Rescuers Describe Dramatic Save of Florida Woman Who Lost Arm to Alligator

Kayakers came to a woman's rescue.

August 11, 2015, 11:11 AM

— -- A 37-year-old Orlando, Florida, woman is recovering from surgery today after an alligator, weighing over 300 pounds, bit her arm off this weekend, according to wildlife officials.

Rachael Lilienthal was swimming up the Wekiva River away from a crowded beach area Saturday, when she was attacked by the alligator, the Florida Fish and Wildlife Conservation Commission (FWC) wrote in a statement. As she struggled against the gator, kayakers came to her rescue, the agency added.

Kayaker Casey Spencer told ABC affiliate WFTV in Orlando that he and his girlfriend were nearby and rushed to help her after they heard Lilienthal pleading for help.

"My girlfriend is freaking out, asking everybody for help, so my initial response is to start hitting [the gator] with the paddle, trying to hit its eyes," Spencer said.

Canoeist Joshua Helwig told WFTV that he and his girlfriend were canoeing on the river when he heard Lilienthal's screams and found a group in kayaks trying to pull Lilienthal out of the water.

"I looked down and that's when I saw the water all around us was just red," Helwig, 19, said.

He explained that the group was able to get Lilienthal into his canoe without flipping their own boats.

"That's when I saw her arm had been bit off right about here," Helwig said, pointing to an area above his elbow. He added that the group then paddled as fast as they could to emergency personnel who had arrived.

PHOTO: A woman was attacked by an alligator in the Wekiva River in Seminole County, Fla. on Aug. 8, 2015.
A woman was attacked by an alligator in the Wekiva River in Seminole County, Fla. on Aug. 8, 2015.
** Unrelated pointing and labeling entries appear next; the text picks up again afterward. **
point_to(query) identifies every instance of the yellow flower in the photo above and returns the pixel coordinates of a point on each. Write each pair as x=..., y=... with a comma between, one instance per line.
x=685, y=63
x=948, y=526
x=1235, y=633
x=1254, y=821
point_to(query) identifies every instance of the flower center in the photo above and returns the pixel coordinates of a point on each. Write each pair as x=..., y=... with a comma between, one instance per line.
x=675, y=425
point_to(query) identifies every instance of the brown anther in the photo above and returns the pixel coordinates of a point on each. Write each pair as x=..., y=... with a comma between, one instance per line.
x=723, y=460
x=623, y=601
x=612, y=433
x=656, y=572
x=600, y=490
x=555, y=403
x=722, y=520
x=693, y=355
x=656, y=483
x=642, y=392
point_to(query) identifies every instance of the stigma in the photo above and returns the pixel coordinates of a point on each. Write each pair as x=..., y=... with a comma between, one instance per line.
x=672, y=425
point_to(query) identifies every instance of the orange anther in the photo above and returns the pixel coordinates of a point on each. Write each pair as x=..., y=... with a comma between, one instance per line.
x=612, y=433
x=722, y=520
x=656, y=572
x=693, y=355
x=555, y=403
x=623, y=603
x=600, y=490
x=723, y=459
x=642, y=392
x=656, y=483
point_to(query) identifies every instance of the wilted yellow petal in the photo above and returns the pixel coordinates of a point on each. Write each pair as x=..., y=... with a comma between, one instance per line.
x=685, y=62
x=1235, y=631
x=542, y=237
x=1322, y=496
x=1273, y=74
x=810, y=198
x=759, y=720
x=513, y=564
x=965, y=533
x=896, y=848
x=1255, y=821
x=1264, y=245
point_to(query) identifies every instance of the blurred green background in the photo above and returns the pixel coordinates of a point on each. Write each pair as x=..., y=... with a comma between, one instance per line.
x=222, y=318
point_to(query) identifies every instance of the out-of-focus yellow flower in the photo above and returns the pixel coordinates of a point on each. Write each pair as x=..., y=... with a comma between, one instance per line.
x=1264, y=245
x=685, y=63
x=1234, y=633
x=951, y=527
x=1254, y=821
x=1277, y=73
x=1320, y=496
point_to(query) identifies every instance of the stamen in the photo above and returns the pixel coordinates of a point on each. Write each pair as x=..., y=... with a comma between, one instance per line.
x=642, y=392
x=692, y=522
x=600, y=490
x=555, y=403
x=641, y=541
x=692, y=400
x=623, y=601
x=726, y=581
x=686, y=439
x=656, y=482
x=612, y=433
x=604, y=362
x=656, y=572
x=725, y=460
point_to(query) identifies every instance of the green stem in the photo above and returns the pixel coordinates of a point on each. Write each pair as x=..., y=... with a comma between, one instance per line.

In addition to losing her arm, Lilienthal was also bitten on her back and her abdomen, according to the Florida Fish and Wildlife Conservation Commission. She was taken to Orlando Regional Medical Center, where she underwent surgery, the commission said.

Helwig, a Florida State University sophomore and Eagle Scout, said Lilienthal's family contacted him to tell him she wanted to say thanks.
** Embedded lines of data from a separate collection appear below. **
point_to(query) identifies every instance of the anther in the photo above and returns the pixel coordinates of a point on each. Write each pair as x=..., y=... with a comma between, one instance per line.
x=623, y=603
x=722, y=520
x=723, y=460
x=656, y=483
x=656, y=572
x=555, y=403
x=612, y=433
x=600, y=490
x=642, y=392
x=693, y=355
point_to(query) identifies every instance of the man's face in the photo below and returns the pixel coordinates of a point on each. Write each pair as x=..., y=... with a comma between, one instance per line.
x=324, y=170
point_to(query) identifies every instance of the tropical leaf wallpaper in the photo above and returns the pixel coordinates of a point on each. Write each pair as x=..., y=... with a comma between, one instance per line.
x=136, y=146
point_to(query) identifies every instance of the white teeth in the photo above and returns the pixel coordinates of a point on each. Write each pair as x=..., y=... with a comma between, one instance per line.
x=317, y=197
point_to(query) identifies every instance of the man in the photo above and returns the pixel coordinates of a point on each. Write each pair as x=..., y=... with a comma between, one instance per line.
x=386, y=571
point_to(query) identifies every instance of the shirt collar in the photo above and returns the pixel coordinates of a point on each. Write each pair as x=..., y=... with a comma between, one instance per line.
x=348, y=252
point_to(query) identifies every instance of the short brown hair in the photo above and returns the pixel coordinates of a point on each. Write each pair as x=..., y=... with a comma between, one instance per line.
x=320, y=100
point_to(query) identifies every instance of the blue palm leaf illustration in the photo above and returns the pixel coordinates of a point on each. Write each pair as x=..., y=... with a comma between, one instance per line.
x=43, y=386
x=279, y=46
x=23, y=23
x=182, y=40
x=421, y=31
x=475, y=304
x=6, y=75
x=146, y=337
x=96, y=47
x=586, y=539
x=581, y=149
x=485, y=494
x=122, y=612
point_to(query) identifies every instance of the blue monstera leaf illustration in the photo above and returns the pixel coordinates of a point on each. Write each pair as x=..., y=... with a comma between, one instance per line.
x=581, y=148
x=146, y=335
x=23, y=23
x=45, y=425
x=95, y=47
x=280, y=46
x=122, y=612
"It's kind of something that I don't think any of us will ever forget," Helwig said. "I'm just so glad that all of us were there at the right time to help her out."

Just a few minutes past midnight Sunday, wildlife officials said, the 8-foot-9-inch long, 300-pound heavy alligator was captured and killed.

Wildlife officials said they knew they got the right alligator because of evidence found in the animal’s stomach, WFTV reported.